En apprenant la nouvelle de sa mort, hier matin, j'ai levé la tête et fouillé les nuages dans l'espoir de voir Claude Léveillée, bras tendus, crinière au vent, traverser le ciel sur son cheval blanc.

Même si je ne l'ai pas vu défier le soleil et l'immensité, je me suis accrochée à cette idée romantique, exaltée et tout à fait à l'image de l'univers poétique de Léveillée. Mais surtout je m'y suis accroché parce qu'elle m'a aidé à chasser l'autre image: la dernière. Celle d'un homme chétif, malade, victime d'une deuxième hémorragie cérébrale qui l'avait laissé paralysé et aux prises avec de grandes difficultés d'élocution.

L'image aussi d'un homme à femmes, incapable de vivre sans elles et exigeant comme un gamin de cinq ans, confus et colérique, l'amour inconditionnel et l'attention constante de celles qui voulaient bien lui servir de maman. Cet homme-là, auteur des plus grandes chansons du répertoire québécois, un poète et un compositeur au talent si éclatant que la grande Édith Piaf en a fait son otage pour qu'il lui écrive quatre chansons, dont Boulevard du Crime et Les vieux pianos, cet homme devenu l'ombre de lui-même et l'ombre du grand artiste qu'il avait été, m'attendait chez lui à Saint-Benoît il y a exactement cinq ans.

Enfin, c'est plutôt moi qui l'ai attendu devant la grille en fer forgé et les deux tourelles défraichies de son manoir, le manoir de l'Aube, alors qu'une camionnette adaptée le ramenait de l'hôpital où il vivait depuis huit mois. C'est Line, son ex-amoureuse avec qui il entretenait le fantasme de se marier et de faire un enfant, qui m'avait informée que Marie-Josée Michaud, sa biographe, gérante et mandataire, venait de le faire déclarer inapte.

Mais c'est Marie-Josée qui a organisé la rencontre afin de dissiper les rumeurs malveillantes à son sujet et de me montrer que Léveillée était entre bonnes mains et qu'il n'était pas manipulé ni abusé physiquement, financièrement ou moralement par elle.

Je n'ai jamais su le fin fond de l'histoire ni tout à fait compris pourquoi ces deux femmes relativement jeunes se disputaient avec une telle âpreté les faveurs d'un homme de 73 ans aussi diminué.

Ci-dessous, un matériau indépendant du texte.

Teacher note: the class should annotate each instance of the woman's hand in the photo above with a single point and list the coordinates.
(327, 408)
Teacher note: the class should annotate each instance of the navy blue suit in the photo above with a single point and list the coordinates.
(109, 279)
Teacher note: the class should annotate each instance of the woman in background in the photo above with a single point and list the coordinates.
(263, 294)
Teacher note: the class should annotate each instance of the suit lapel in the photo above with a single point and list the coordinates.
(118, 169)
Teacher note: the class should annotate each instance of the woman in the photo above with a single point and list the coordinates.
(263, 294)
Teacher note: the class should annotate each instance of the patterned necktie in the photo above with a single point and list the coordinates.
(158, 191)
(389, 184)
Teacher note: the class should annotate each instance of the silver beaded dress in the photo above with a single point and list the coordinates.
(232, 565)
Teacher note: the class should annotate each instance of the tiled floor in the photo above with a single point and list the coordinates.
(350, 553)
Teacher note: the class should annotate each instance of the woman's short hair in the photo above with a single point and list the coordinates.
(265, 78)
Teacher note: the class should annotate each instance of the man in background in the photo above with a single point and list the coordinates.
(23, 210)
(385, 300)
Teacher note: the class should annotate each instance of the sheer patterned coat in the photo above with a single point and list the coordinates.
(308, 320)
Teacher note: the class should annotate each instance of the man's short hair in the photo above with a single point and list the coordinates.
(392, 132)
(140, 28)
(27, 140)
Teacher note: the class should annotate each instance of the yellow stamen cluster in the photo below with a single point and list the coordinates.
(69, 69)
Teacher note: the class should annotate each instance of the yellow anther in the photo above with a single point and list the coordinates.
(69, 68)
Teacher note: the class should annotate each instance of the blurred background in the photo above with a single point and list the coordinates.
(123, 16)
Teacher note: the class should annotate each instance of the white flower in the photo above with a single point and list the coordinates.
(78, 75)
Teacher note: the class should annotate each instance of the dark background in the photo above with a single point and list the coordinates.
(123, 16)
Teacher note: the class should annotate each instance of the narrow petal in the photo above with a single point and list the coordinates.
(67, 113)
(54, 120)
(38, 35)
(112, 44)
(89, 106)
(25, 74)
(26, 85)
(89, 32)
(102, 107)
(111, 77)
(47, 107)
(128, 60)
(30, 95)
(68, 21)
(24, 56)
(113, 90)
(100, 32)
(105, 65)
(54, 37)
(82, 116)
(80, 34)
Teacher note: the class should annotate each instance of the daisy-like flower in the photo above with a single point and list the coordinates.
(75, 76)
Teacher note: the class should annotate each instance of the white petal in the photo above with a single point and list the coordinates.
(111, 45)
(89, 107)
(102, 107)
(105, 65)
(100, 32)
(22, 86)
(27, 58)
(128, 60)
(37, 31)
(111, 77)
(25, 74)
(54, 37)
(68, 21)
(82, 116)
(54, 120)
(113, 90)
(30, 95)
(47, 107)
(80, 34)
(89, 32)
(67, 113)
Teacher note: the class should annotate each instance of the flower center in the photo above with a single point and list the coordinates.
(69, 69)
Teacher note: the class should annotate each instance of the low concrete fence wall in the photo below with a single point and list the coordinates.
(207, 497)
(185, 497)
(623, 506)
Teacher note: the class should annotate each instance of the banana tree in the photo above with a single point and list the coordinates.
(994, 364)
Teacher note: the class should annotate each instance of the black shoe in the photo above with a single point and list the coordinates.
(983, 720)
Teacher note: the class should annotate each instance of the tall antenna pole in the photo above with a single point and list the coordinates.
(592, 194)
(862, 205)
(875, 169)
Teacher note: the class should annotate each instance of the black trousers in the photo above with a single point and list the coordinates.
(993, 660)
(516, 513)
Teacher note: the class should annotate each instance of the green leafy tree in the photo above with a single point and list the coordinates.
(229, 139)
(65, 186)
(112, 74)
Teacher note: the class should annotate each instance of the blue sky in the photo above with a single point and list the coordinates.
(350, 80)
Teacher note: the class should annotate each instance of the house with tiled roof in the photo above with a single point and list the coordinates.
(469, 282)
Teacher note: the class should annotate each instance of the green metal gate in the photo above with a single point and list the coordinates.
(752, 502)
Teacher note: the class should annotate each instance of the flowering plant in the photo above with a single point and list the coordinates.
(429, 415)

Je sais que Line a fini par renoncer à son rêve de mariée et par être définitivement écartée de l'entourage de Léveillée.

Je sais aussi que Marie-Josée Michaud a pris entièrement le contrôle du manoir et de la vie de Léveillée, en échange de quoi elle s'est arrangée pour qu'il reçoive des soins 24 heures sur 24 et finisse ses jours chez lui. Comment tout cela s'est décliné au fil des semaines pendant cinq ans? Je n'en ai aucune idée, mais peu importe.

Ce que je retiens de cette ultime rencontre avec Léveillée, c'est que, même malade, paralysé et presque aphasique, même angoissé, au bord des larmes, douloureusement conscient de son impuissance et incapable de lever un doigt pour plaquer une seule note sur son vieux piano, cet homme n'a pas cessé de rêver et de se projeter dans l'avenir. «Vous savez, m'avait-il lancé, je n'ai pas quitté la chanson. J'ai juste mis mon buggy de côté.» Tout en lui avait été atteint sauf cette faculté de rêver, d'y croire en encore, de se bercer de l'illusion qu'un jour, peut-être, il se remettrait au piano, un jour il remonterait sur son vieux buggy et irait vers un ultime rendez-vous galant avec la musique et la poésie qui, en fin de compte, ont été le seul grand amour de sa vie.

Hier, en apprenant la nouvelle de sa mort, j'ai levé la tête et dans le ciel nimbé de nuages, je crois bien que j'ai vu Claude Léveillée, un grand sourire aux lèvres, assis sur son buggy, et nous envoyant la main pour qu'on lui dise une dernière fois, salut l'artiste.